In German culture, ostalgie is a kind of nostalgia for aspects of life in communist East Germany. The portmanteau of the German words ost (east) and nostalgie (nostalgia) was coined by the stand-up comic Uwe Steimle in 1992, and it takes many forms. Brands of East German food have been resurrected, old state television programmes are available on VHS and DVD, and the once widespread Wartburg and Trabant cars have started to reappear.
A particularly visible example of ostalgie was the effort to save the “Eastern traffic lights man" (Ost-Ampelmännchen), an illuminated image of a man wearing a hat in pedestrian-crossing lights (inspired by a summer photo of the leader of the GDR, Erich Honecker, in a straw hat).
Here, nostalgia, as the author puts it, reminds people that they often had interesting lives before the fall of the Berlin Wall in 1989 and that they don’t want to be “reduced to a bleak caricature” of dour oppression and so “rendered entirely meaningless”.
Politics of nostalgia
Nostalgia has assumed a ferocious political power. It is what drives Trump’s Make America Great Again. It is what drove Brexit. It is behind the rising tide of right-wing sentiment in Europe. And here in South Africa, it is, to a certain extent, what drives Jacob Zuma’s MK Party — the nostalgia for, and parable of, Zulu greatness and exceptionalism.
Nostalgia is marketing dynamite. It promises to take you back to a time when things were better.

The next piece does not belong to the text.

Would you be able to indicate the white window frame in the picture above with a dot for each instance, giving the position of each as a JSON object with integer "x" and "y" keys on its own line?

Arnold-Forster references the writer Grafton Tanner, who says nostalgia is the defining emotion of our age. In the first few decades of the 21st century, political leaders worldwide have repeatedly promised a return to yesteryear. Nostalgia’s power, according to Tanner, lies in its defence against an embodiment of our unstable time. With little faith in a present of economic anxiety and a future of climate collapse, many have turned to nostalgia for solace. At the same time, powerful elites exploit it for their own, sometimes nefarious, gains.
In 2018, a study by the left-leaning think tank Demos found that Britain, France and Germany were all “gripped by a kind of malaise, a sense that something is fundamentally rotten at the heart of their societies". The study’s authors argued that nostalgic narratives had recently become a key component of contemporary politics.

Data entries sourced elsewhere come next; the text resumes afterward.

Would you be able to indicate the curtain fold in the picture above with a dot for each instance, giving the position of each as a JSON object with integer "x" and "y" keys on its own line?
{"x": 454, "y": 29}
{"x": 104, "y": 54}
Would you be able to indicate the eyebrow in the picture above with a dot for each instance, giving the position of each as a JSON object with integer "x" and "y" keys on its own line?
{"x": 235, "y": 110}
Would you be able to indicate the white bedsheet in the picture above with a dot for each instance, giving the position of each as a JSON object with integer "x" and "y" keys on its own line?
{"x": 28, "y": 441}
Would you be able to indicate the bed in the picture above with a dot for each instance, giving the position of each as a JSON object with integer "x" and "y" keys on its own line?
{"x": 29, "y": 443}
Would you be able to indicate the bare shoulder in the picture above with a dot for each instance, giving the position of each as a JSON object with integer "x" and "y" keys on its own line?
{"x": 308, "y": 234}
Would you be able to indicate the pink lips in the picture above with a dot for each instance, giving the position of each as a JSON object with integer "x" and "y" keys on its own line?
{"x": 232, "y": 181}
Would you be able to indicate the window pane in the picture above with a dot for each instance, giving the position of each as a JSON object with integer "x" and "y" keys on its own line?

Nostalgics were also more likely to be unemployed and to identify as working class. The report concluded that these demographic dynamics suggest that nostalgia is triggered in response to “increased anxiety and fear fuelled by processes of rapid personal, economic or societal change". In other words, the report concluded with familiar findings. Nostalgics tended to be older, anti-immigration, and were more likely to want to leave the EU, vote for right-wing political parties and identify as working class.